La grande coerenza dell'opera pittorica di Atlan offre ai nostri sguardi un'impronta algerina sempre palpitante. Nel suo linguaggio pittorico, Atlan libera i segni da ogni significato preciso, li dispiega in grandi arabeschi neri facendoli diventare alberi, silhouette danzanti o totemiche. Questi segni che possono evocare la calligrafia araba, ebraica, il mondo berbero, Atlan li utilizza per il loro grande potenziale plastico, ma anche perché è erede di questi universi di forme. Si sente anche erede dei disegni stilizzati dell'arte rupestre e parietale di cui i preistorici hanno scoperto le tracce nel Tassili. Lontano dai cliché delle cartoline, lontano dalla pittura orientalista che disprezzava, le sue opere non sono descrittive. Atlan parla di « forme che mi hanno preso alle viscere (e fuori di ciò non c'è pittura) [5] ».

In quegli anni del dopoguerra e nel momento in cui iniziava la decolonizzazione, la pittura di Atlan ebbe una forte risonanza sugli artisti algerini di una nuova generazione che, come lui, si trovano a Parigi all'inizio degli anni '50 e cercano la loro strada nella modernità senza rinnegare la loro storia. Sebbene rifiuti ogni assegnazione identitaria, il pittore Abdallah Benanteur lo percepisce così: « Atlan è stato il primo nel contesto maghrebino a porre il problema non della nazionalità, ma delle radici.[6] ». L'artista Mohammed Khadda scrive qualche anno dopo, mentre è tornato ad Algeri al momento dell'Indipendenza: « Atlan il Costantiniano prematuramente scomparso è un pioniere della pittura algerina moderna. Tutta la sua opera dai ritmi barbarici non è che memoria delle gole del Rhummel e del nido d'aquila che è Costantina.[7] ». Denis Martinez, uno dei fondatori ad Algeri nel 1967 del gruppo Aouchem che affermava con veemenza la volontà di riannodare con le arti popolari per rivitalizzare la creazione, vedeva Atlan come un precursore[8]. Oggi, se le sue opere non sono presenti nei musei algerini, gli artisti algerini lo considerano ancora un pioniere che è riuscito, nel contesto della decolonizzazione, ad affermare la vitalità di un'estetica che attinge ai riferimenti della cultura algerina per iscriverla in un universo plurale.

[1]Jean Atlan, testi di M. Ragon e A.Verdet, p8 e 10, Ginevra, ed. René Kister, 1960.
[2]Vedi sul sito del Centro Pompidou MNAM il testo che presenta l'esposizione « Astrazioni gestuali », giugno-settembre 2008.
[3]Stesso testo di Michel Ragon, nota 1, p3.
[4]Idem, p 10.
[5]Stesso libro, lettera di Jean Atlan a Michel Ragon, p15.
[6]Djilali Kadid, Benanteur, impronte di un percorso, Parigi, ed.
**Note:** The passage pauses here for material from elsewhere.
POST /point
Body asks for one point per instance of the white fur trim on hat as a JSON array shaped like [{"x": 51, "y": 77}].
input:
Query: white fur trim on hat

Myriam Solal, 1992, p 106.
[7]Mohammed Khadda, elementi per un'arte nuova, Algeri, UNAP, riedizione 1972, p 51.
[8]Intervista con Denis Martinez, Marsiglia, settembre 2024.
Les Aurès, olio su tela, 60 x 92 cm, 1958 © Didier Michalet
Courtesy Galerie Houg, Lione-Parigi

Foto di copertura: Pittura berbera, olio su tela, 100 x 65 cm, 1954 © DR

Anissa Bouayed è storica e curatrice di mostre. È stata recentemente la curatrice della mostra « Baya. Un'eroina algerina dell'arte moderna », all'Istituto del mondo arabo a Parigi e alla Vielle Charité, a Marsiglia.